Rodri

Personal information
- Full name: Rodrigo Alonso Martín
- Date of birth: 4 January 2003 (age 23)
- Place of birth: Castellón de la Plana, Spain
- Height: 1.72 m (5 ft 8 in)
- Position: Midfielder

Team information
- Current team: Moreirense
- Number: 21

Youth career
- 2009–2010: Castellón
- 2010–2019: Villarreal
- 2019–2020: Roda
- 2020–2021: Villarreal

Senior career*
- Years: Team / Apps / (Gls)
- 2021–2022: Villarreal C / 34 / (0)
- 2022–2025: Villarreal B / 78 / (1)
- 2023: → Albacete (loan) / 10 / (0)
- 2025–: Moreirense / 26 / (3)

International career
- 2019: Spain U16 / 5 / (0)
- 2019: Spain U17 / 3 / (0)
- 2021–2022: Spain U19 / 5 / (0)

= Rodri (footballer, born 2003) =

Spanish footballer

Rodrigo Alonso Martín (born 4 January 2003), commonly known as Rodri, is a Spanish professional footballer who plays as a midfielder for Primeira Liga club Moreirense.

==Club career==
Born in Castellón de la Plana, Valencian Community, Rodri joined Villarreal CF's youth setup in 2010, from hometown side CD Castellón. He made his senior debut with the C-team on 5 September 2021, starting in a 1–0 Tercera División RFEF away win over Callosa Deportiva CF.

On 11 December 2021, Rodri renewed his contract with the Yellow Submarine until 2025. He first appeared with the reserves the following 9 January, starting in a 2–1 Primera División RFEF away loss against Algeciras CF.

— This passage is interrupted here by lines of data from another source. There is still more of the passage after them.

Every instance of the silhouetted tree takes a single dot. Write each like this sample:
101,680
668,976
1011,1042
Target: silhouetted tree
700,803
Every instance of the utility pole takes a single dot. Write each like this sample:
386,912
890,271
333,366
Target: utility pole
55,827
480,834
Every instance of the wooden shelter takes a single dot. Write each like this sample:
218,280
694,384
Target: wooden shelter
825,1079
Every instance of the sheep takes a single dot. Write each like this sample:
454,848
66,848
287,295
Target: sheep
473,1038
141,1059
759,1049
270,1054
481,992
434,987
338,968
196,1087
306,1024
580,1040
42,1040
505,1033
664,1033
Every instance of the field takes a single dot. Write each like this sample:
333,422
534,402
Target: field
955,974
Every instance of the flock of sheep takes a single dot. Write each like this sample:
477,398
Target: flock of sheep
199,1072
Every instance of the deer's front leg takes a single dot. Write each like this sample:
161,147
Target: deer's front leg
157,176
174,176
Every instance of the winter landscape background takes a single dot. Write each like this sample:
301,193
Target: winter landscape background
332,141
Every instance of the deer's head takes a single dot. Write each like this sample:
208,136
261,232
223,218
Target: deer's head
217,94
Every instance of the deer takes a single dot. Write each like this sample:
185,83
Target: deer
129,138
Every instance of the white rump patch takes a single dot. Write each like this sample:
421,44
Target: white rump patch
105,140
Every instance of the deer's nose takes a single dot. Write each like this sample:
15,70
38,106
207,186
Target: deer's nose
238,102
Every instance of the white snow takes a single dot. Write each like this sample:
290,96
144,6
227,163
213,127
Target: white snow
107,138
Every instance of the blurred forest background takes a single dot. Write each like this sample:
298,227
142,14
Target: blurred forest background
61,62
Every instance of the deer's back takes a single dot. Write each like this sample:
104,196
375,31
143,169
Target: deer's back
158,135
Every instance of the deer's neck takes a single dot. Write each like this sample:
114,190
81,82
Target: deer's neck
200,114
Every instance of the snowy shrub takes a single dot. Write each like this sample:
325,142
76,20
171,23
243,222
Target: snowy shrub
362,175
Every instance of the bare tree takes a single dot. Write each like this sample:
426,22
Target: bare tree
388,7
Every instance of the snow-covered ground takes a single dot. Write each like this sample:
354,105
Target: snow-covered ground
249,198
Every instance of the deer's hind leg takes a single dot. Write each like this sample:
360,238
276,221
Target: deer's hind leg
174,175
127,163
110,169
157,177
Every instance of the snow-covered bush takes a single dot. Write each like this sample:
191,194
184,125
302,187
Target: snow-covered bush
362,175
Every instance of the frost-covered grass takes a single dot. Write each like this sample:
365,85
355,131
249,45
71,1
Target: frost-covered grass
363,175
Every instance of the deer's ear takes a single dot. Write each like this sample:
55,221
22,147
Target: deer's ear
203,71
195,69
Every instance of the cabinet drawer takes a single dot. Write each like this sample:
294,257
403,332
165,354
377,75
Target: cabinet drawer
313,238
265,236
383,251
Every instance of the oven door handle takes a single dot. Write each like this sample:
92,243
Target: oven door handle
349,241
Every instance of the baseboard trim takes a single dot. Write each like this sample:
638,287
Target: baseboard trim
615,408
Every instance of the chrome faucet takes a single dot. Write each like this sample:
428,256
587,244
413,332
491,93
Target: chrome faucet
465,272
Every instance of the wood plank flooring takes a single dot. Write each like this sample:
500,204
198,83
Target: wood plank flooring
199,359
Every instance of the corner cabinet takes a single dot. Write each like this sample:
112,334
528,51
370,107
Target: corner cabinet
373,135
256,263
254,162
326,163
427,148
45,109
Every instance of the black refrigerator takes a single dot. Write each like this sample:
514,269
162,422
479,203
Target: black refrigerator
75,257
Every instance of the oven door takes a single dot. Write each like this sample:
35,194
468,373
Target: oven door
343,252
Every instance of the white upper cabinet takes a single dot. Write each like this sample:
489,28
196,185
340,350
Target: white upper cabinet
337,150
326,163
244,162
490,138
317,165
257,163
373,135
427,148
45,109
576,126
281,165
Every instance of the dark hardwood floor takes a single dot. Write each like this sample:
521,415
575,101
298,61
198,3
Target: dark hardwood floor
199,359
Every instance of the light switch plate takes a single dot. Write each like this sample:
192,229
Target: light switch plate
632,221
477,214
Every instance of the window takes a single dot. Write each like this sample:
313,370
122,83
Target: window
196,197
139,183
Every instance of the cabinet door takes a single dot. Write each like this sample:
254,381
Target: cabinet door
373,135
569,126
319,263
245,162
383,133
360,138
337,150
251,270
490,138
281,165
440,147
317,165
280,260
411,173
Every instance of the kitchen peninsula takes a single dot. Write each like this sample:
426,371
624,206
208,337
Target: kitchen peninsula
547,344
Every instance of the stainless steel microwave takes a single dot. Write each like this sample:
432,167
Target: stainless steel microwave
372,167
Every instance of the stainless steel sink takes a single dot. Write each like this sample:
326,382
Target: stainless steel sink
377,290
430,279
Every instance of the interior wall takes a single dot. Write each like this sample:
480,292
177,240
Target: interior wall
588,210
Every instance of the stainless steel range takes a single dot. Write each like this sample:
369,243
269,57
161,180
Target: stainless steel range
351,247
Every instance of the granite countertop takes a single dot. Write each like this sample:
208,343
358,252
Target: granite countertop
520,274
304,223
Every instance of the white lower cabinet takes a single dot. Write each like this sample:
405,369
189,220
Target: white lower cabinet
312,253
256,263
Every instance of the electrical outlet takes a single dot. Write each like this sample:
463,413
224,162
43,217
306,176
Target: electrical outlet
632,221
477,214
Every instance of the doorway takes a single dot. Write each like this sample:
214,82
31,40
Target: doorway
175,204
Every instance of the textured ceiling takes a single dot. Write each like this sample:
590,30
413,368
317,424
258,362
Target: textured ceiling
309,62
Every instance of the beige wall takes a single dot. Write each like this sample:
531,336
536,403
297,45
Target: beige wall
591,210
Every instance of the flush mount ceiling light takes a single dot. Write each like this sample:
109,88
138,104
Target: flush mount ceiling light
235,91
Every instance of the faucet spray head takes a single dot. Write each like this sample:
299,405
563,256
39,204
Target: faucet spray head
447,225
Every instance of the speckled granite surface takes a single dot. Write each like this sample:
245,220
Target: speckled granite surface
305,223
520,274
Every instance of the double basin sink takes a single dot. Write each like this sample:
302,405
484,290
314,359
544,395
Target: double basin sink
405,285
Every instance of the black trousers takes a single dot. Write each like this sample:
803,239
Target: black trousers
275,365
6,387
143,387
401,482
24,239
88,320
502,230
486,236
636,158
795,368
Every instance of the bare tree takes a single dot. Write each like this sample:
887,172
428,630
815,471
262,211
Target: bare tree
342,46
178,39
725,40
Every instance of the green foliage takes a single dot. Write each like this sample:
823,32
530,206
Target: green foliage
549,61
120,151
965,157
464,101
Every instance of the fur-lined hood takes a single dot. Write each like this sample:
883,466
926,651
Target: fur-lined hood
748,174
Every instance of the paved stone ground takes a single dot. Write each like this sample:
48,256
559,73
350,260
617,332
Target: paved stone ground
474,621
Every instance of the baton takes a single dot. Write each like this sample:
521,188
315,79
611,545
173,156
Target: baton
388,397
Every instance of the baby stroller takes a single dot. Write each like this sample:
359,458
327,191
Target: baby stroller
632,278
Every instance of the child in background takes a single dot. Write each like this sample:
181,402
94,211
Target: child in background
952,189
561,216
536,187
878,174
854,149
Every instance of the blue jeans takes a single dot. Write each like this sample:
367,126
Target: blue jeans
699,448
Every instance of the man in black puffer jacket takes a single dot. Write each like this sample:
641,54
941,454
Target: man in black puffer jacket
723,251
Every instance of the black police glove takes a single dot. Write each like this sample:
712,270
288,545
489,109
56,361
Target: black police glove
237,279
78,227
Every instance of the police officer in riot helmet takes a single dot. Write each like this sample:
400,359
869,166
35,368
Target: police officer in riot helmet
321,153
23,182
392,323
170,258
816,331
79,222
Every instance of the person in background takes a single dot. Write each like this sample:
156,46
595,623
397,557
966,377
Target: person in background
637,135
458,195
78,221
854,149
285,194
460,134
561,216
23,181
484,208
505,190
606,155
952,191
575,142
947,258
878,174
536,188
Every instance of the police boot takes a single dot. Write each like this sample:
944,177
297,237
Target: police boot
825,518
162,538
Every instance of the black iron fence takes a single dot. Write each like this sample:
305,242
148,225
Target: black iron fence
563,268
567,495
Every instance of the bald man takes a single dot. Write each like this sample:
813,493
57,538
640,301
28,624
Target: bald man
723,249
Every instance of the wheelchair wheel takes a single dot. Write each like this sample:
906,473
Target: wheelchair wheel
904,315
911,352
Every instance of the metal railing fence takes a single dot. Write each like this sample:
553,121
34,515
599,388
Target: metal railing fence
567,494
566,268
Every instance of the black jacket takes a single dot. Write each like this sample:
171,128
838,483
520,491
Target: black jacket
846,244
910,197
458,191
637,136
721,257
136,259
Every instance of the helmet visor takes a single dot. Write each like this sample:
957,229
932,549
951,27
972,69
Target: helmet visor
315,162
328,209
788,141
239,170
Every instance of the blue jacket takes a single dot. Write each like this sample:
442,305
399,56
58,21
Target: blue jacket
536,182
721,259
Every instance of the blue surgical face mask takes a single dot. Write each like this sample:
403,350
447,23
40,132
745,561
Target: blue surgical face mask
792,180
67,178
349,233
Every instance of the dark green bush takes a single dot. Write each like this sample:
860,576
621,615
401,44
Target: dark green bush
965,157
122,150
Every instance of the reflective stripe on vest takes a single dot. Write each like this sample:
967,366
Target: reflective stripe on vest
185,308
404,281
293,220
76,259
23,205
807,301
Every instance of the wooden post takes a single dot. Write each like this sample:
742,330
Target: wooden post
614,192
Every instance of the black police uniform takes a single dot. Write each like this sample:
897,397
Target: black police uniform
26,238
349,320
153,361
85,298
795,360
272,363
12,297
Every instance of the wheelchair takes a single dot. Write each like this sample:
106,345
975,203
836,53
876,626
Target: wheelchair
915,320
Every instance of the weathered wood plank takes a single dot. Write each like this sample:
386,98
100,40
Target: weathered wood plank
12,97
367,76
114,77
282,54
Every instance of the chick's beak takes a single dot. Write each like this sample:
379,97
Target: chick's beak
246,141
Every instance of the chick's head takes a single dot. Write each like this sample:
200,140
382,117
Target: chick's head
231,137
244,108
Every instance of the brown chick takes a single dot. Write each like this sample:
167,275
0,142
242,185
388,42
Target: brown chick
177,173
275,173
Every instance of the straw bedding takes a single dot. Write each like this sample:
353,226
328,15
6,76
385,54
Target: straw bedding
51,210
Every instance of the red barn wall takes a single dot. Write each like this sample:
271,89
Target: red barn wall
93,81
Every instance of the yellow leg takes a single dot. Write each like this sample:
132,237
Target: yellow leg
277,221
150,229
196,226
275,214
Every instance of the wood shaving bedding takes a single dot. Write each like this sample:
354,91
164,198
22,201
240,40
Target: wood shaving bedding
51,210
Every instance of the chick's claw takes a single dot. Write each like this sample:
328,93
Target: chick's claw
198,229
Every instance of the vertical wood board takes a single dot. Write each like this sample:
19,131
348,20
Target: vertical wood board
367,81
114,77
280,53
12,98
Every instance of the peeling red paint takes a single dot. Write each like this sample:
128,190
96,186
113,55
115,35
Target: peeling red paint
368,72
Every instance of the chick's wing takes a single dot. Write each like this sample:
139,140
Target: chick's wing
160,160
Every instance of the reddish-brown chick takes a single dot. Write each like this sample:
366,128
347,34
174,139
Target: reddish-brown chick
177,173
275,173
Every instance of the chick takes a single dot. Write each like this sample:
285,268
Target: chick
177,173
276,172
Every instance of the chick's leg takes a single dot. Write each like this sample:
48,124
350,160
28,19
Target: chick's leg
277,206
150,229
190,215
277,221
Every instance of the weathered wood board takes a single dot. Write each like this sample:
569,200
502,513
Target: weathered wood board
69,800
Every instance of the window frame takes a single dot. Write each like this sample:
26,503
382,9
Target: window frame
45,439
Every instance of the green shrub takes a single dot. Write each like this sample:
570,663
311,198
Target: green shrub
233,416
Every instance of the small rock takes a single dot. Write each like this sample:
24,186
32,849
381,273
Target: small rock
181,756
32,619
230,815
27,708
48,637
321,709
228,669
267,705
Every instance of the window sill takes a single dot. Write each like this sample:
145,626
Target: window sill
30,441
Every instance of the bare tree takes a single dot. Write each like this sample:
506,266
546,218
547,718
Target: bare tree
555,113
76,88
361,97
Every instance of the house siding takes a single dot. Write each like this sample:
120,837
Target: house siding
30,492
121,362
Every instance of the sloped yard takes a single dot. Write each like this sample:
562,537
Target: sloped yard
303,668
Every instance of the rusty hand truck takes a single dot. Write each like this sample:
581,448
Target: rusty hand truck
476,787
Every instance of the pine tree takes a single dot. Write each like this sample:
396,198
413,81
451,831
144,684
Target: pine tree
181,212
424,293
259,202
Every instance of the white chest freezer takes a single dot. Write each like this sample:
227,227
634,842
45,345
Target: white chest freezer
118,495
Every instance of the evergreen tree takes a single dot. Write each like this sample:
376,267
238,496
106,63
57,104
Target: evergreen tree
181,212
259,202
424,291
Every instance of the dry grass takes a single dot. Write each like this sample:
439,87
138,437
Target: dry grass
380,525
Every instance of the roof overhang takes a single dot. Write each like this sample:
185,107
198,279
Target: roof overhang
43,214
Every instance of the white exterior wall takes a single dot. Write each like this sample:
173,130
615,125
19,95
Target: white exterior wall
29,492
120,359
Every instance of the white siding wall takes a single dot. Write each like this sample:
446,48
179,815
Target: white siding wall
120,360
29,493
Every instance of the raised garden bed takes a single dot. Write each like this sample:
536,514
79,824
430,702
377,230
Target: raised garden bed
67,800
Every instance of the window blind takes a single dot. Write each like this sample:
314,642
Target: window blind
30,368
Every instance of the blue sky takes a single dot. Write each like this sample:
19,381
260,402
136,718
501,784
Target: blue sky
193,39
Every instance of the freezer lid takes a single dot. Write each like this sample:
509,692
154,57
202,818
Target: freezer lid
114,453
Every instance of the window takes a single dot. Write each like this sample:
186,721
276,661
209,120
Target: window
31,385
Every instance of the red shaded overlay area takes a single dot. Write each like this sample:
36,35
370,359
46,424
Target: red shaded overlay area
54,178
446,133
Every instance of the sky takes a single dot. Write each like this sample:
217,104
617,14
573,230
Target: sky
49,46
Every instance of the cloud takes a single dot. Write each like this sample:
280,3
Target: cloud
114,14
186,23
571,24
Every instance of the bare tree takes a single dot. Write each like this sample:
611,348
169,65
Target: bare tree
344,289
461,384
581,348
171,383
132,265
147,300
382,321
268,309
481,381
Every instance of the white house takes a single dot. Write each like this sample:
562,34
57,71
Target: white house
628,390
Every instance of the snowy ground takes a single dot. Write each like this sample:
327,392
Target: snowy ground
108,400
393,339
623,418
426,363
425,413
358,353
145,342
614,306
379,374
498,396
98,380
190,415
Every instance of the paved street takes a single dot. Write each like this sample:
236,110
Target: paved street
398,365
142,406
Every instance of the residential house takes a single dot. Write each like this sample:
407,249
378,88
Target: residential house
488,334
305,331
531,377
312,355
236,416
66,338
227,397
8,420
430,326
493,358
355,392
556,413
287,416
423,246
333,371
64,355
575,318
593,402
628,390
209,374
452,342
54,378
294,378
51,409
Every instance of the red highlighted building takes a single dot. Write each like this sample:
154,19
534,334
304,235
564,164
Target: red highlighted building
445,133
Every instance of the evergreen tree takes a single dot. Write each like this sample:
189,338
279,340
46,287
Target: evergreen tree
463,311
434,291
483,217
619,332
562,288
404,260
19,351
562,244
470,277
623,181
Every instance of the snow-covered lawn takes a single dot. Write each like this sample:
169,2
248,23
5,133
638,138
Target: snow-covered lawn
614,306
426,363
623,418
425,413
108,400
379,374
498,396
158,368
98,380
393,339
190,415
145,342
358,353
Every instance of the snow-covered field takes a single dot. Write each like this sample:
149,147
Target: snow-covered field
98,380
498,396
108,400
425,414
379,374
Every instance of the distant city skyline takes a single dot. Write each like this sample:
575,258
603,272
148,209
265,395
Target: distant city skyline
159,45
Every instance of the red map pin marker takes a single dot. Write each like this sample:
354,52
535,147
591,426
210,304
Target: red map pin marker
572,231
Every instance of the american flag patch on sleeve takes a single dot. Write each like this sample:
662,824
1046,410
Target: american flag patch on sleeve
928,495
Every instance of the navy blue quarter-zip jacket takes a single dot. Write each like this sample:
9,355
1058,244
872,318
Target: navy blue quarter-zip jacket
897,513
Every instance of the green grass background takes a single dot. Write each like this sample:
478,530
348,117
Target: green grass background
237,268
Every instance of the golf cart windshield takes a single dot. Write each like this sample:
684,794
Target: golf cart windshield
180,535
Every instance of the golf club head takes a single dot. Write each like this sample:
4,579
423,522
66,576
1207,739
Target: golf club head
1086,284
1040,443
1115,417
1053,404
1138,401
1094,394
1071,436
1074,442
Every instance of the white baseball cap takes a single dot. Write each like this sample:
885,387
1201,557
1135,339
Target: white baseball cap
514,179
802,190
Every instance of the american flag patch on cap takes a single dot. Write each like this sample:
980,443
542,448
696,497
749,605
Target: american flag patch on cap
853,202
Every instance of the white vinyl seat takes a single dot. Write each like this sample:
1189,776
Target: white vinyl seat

Rodri made his professional on 3 September 2022, coming on as a half-time substitute for Carlo Adriano in the B-side's 3–0 home win over CD Mirandés in the Segunda División. The following 27 January, he was loaned to fellow second tier side Albacete Balompié for the remainder of the season.

On 11 June 2025, Rodri moved to Portugal, signing a three-year contract with Primeira Liga club Moreirense.